Le monde est-il devenu si terrible que l’on n’a plus besoin d’essayer de l’améliorer à notre niveau ?
Parce que les autorités dans notre société sont dégoûtantes, alors, cela ne fera aucune différence si nous devenons souillés. Parce que quelqu’un nous a fait du mal, est-ce bien de rendre ce mal à quelqu’un d’autre ?
Je suis retournée au Cameroun depuis 2 ans et cela me fait vraiment plaisir d’être au pays de mes origines et de ma famille. J’adore mon pays, sa végétation, ses terres favorables à une agriculture durable, ses montagnes et ses petites collines parfaites pour le tourisme dans les différentes cités.
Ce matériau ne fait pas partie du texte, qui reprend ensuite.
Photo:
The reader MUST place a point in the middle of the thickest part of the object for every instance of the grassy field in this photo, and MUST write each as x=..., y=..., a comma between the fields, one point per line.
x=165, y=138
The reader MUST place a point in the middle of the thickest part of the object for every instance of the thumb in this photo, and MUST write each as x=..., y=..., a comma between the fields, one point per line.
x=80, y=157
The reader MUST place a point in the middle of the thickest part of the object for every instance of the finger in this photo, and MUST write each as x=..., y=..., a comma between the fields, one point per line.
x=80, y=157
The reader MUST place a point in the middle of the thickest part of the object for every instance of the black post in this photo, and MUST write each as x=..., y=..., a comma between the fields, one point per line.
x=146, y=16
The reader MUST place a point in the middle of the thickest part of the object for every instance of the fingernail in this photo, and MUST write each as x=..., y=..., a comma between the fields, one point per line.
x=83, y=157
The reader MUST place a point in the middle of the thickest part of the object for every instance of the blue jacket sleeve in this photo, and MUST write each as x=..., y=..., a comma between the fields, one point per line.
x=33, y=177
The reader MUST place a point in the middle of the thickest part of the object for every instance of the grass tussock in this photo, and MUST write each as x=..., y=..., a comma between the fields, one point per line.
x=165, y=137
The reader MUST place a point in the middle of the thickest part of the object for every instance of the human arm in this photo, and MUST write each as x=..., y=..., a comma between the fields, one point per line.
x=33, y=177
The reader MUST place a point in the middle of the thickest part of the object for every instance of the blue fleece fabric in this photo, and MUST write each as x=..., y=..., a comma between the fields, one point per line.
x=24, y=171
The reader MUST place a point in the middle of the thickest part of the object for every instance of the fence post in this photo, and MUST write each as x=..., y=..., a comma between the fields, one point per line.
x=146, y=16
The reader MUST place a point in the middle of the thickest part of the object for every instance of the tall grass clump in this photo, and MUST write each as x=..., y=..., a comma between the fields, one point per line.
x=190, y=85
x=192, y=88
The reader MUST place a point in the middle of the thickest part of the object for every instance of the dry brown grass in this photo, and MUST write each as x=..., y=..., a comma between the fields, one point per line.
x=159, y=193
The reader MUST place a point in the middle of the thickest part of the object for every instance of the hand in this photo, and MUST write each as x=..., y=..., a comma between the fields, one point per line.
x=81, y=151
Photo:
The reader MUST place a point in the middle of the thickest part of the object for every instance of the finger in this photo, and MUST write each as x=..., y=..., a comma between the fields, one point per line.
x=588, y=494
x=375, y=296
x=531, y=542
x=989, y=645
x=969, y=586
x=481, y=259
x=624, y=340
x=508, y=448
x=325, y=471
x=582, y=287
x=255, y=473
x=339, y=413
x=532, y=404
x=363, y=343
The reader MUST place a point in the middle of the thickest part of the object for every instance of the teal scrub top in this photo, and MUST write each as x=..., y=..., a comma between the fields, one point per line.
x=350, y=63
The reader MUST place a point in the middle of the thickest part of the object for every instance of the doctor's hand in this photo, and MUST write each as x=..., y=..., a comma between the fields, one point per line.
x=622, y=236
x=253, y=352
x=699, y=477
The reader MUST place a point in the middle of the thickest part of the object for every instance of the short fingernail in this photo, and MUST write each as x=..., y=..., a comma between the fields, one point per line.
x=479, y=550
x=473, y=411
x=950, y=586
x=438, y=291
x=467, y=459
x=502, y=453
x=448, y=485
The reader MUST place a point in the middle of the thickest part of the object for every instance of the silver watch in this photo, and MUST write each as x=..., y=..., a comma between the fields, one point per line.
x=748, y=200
Je viens d’une section Anglophone du pays, de la région de Nord-Ouest et mon village est à une heure de la ville de Bamenda, capital de la région. L’atmosphère d’hospitalité règne dans les rues, les marches et aussi les maisons. La météo est clémente et l’air est frais, accueillant pour tous les vacanciers qui échappent aux brouillards des villes et souhaitent retrouver une relation avec la nature. Comme dans toutes les rues des villes, il y a les longues lignes des véhicules mélangés (taxi, véhicules privés et les bus) qui cherchent à rattraper le temps perdu dans les bouchons.
Malgré cet environnement très accueillant, je demeure à Yaoundé le capital de la région du Centre, ainsi que le capital du pays. À contrario, la météo y est très chaude et humide, l’air est lourd, et l’hospitalité n’y est pas au rendez-vous, ou rarement. Les rues, comme à Bamenda, sont bouchés mais les chauffeurs sont pressés plus que les clients. Ils manquent de respect envers les piétons. Au lieu de former un rang, ils forment trois lignes dans la petite rue fait pour la circulation à double sens. Tout le monde est pressé d’aller quelques part. Je me pose alors la question, « Si tu avais un rendez-vous, pourquoi, n’as-tu pas programmé de quitter la maison plus tôt ? »
En essayant de rattraper le temps perdu, les chauffeurs mettent les vies des piétons en danger. Au lieu d’utiliser les routes, ils utilisent les trottoirs construits pour les piétons. Où les piétons doivent-ils marcher ? Ils n’auront pas d’espace pour échapper aux véhicules. Alors, que va-t-il arriver ? Plusieurs fois j’ai évité des voitures sur le trottoir, parce que les chauffeurs se sentaient comme les rois des rues.
Dans des moments comme ceux-là, je lève les yeux vers le ciel est crié comme David en détresse. « Mon Dieu, écoute la droiture, sois attentif à mes cris, Prête l’oreille à ma prière faite avec des lèvres sans tromperie ! » Psaumes 17 :1. Quand la mentalité des hommes va-t-elle changer ? Qui est là pour protéger les citoyennes de mon pays ? Pourquoi avons-nous les forces sécurité (la police) qui ne connaissent pas leur travail ?
Si et seulement si j’étais autorisée à retirer les permis conduire, je le ferais chaque jour à partir de 16H30 au niveau de Mbog Abang jusqu’au Petit Marché d’Odza.
Plusieurs fois, les chauffeurs m’ont rétorqué qu’il n’y n’avait pas des règles des rues au Cameroun, alors, tout le monde peut faire ce qu’il veut.
OH la colère ! J’étais vraiment irritée pas leurs réponses. Ils ne se préoccupent pas que les piétons soient en danger. À leur avis, les piétons doivent sortir du chemin pour éviter les véhicules. Pourquoi les piétons devraient-ils souffrir à cause de leur orgueil et de leur stupidité ? Où est le gouvernement de mon pays ? Que pourrais-je faire pour améliorer et changer la mentalité de mon peuple ?
Comme les héros dans la Bible que Dieu avait soutenu pour changer la situation de leur pays, pour le moment, je prie pour mon pays et pour l’opportunité de faire la différence. Le Cameroun de demain réside sur les épaules des jeunes. Alors, je travaille avec les jeunes d’aujourd’hui pour changer leur mentalité. C’est un processus très long, mais, les fruits seront bons demain. Je vais essayer à mon niveau et Dieu fera le reste.